Nas representações das divindades, brāhmaṇ correspondiam aos deuses Varuṇa e Mitra; os kṣatriya, ao deus Indra e os vaiśya, aos gêmeos Nastya (ELIADE, 2010a, 189). Os textos védicos apresentavam o deus Varuṇa como um deus soberano, que reinava sobre o mundo, sobre os deva (deuses) e sobre os homens, mas não tinham o mesmo prestígio da popularidade de Indra. No entanto, ele, Varuṇa, estava ligado a duas noções religiosas importantes: o ṛta e o māyā. O vocabulário ṛta significa “adaptar-se” ou “curso, caminho”, designando a ordem do mundo, simultaneamente a ordem cósmica, litúrgica e moral. Também possui a conotação de “ordem fixada ou estabelecida, lei, regra, lei divina” (FONSECA, 2009, 145). A criação do mundo foi efetuada conforme o ṛta, os deuses agiam segundo o ṛta e ṛta organizava tanto os ritmos cósmicos quanto as condutas morais. Por isso Varuṇa era aquele que detinha o poder de restabelecer a ordem conforme os erros e as ignorâncias. Posteriormente, na língua clássica, o termo ṛta foi substituído pelo vocábulo dharma (ELIADE, 2010a, 196).

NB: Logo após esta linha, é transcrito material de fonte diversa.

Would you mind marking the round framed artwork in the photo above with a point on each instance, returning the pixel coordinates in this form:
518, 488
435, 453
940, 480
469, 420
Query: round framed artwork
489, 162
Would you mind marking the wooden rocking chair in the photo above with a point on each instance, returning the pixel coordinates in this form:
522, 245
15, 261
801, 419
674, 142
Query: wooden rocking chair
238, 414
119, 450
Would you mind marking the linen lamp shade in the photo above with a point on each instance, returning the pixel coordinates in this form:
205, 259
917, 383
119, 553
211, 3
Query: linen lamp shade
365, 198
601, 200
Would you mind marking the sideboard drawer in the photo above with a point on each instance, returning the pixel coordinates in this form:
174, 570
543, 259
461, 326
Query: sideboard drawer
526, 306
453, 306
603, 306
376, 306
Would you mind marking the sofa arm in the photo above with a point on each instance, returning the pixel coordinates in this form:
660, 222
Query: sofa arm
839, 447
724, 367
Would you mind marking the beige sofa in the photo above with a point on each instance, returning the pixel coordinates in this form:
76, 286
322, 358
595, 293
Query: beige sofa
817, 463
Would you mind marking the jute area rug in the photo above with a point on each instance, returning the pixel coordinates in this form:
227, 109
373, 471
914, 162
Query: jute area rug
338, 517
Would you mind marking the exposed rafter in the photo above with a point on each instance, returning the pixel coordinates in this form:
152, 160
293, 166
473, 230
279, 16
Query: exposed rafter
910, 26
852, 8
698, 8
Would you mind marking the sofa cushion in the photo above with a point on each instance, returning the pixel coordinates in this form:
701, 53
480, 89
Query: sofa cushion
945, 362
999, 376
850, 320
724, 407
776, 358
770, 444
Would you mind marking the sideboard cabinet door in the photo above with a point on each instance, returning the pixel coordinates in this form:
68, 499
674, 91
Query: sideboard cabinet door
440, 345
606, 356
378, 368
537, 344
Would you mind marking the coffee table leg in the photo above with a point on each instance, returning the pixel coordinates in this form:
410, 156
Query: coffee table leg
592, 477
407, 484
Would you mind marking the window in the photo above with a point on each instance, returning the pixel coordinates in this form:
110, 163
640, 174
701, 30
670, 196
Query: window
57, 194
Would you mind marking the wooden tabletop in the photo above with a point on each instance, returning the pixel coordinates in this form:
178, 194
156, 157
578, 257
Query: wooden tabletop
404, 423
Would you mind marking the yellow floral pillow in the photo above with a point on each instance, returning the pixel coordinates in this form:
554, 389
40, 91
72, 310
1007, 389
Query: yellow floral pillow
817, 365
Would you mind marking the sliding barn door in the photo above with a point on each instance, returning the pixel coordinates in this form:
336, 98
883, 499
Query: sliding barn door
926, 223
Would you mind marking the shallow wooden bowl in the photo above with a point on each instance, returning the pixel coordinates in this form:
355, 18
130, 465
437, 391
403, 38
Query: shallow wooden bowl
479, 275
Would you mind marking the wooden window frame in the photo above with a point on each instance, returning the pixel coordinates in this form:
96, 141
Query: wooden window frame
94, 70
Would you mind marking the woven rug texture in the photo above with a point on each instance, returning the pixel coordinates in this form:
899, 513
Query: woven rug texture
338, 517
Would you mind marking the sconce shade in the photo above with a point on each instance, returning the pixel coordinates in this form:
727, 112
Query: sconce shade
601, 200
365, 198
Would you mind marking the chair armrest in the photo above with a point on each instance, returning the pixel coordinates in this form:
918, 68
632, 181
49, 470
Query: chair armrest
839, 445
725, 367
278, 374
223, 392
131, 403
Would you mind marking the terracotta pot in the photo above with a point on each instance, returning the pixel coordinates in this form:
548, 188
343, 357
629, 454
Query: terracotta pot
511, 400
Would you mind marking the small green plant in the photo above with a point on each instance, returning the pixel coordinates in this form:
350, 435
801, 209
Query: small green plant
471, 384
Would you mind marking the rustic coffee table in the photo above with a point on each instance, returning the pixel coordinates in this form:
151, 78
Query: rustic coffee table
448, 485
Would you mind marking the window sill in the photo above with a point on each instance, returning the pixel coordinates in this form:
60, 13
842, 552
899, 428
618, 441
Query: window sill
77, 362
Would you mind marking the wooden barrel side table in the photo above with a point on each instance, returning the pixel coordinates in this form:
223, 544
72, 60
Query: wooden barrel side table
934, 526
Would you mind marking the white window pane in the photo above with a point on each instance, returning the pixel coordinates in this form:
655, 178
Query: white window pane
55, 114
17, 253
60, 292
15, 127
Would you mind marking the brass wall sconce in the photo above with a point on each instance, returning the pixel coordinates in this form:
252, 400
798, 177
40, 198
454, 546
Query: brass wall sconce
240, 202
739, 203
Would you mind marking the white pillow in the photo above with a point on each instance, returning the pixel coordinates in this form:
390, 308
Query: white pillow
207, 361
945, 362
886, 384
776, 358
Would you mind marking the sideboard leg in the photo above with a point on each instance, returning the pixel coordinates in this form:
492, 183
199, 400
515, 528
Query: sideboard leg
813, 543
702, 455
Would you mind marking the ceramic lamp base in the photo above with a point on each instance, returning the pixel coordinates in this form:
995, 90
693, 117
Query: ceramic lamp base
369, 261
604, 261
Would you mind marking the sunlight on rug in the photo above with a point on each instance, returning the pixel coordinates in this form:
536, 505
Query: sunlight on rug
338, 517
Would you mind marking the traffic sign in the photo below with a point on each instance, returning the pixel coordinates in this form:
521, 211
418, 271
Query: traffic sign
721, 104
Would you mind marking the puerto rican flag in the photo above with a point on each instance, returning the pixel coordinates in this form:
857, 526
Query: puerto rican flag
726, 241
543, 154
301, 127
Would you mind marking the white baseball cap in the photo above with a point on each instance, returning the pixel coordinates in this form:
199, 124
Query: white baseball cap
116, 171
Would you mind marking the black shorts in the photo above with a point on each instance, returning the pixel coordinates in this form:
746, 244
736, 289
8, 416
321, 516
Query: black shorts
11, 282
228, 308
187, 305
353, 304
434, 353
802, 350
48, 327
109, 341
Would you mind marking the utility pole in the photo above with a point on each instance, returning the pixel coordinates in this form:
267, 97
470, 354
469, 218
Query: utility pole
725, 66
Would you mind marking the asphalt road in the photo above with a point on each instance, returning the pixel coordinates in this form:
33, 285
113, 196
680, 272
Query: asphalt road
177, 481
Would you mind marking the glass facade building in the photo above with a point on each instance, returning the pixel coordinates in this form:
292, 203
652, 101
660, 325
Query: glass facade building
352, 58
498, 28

À primeira vista, parece paradoxal que o guardião do rta esteja ao mesmo tempo ligado intimamente a maya. A associação é, porém, compreensível, se levarmos em conta o fato de que a criatividade cósmica de Varuna possui também um aspecto “mágico”. Sabe-se que o termo maya deriva da raiz may, “mudar”. No Rig Veda, maya designa “a mudança destruidora ou negadora dos bons mecanismos, a transformação demoníaca e ilusória, e também a alteração da alteração (DUMÉZIL, apud ELIADE, 2010a, 196).

Assim, Varuṇa, em sua ideia de poder criador, altera a norma cósmica, apreendendo o sentido de māyā como “mudança desejada”, tanto como criação como destruição. Observa-se, portanto, que a origem do conceito filosófico de māyā, como sendo a ilusão cósmica, irrealidade, está associada simultaneamente com a ideia de “alteração”. Trata-se, portanto, de uma māyā ambivalente, pois não se trata apenas uma alteração da ordem cósmica; é também da criatividade divina (ELIADE, 2010a, 197).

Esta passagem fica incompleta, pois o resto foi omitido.